The Broadcasting Commission is dismissing the call to revisit the national cable licence granted to Columbus Communications Jamaica Limited, operating as FLOW.
Responding to the view, Chairman of the Broadcasting Commission, Dr. Hopeton Dunn said that the licence granted to FLOW provided all the safeguards and care that are necessary in pursuit of public policy.
“In fact, the provisions within the Television and Sound Broadcasting regulations, also speak to that and that is why we were able to take the action we did today [February 20],” he said at a press conference held on February 20 at the Mona Visitors’ Lodge on the campus of University of the West Indies, Mona, to announce an injunction against the sale of assets of Entertainment Systems Limited to FLOW.
The news of the latest acquisition, which is one of the major operating companies in the Corporate Area by FLOW, marked one of the important developments in the sector as it heightened concerns about a potential monopoly by the telecommunications giant. The acquisition of Entertainment Systems Limited marked the eighth such acquisition by FLOW, three of which received permission by the Broadcasting Commission.
Dr. Dunn also reminded that before FLOW was granted a licence, the records indicated that the Commission invited the operators of the smaller cable companies to come together and do whatever was necessary to present a proposal or application for a national operator licence.
“I do not believe that was forthcoming and in any event, the government of the day [the People’s National Party] took the view that there was a need for additional capital investment in the sector and that it was not unusual to have a dual level of operations with a national player and the other players on the ground,” he pointed out.
In addition, Dr. Dunn mentioned that as long ago as 2002, the Commission had granted a wireless licence to an operating company in Jamaica called N5, which did not perform, leading to the revocation of their licence and then the incoming licensing of FLOW.”So you can see that we have taken a very broad and democratic approach to this question of recommending licensing and that many different players have had an opportunity to enter into the framework,” he informed.

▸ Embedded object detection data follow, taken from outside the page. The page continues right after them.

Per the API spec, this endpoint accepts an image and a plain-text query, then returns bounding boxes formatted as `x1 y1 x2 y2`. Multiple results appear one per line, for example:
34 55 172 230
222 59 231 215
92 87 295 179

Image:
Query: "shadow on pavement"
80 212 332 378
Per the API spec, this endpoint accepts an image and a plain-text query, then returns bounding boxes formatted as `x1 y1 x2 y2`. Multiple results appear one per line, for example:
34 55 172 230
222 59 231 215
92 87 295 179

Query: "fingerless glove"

“I think we need to continue aggressively to monitor and manage the way in which the undertakings are carried out and the extent to which the regulations and laws are fulfilled, which are the responsibilities of the Broadcasting Commission,” Dr. Dunn added.
Meanwhile, in relation to the specific provisions in the Broadcasting and Radio Re-diffusion Act on the consequences that would flow from a breach of licence, regulations and Act, the highest level of action that may result is the cancellation of the licence, which is one of the sanctions available to the Minister responsible.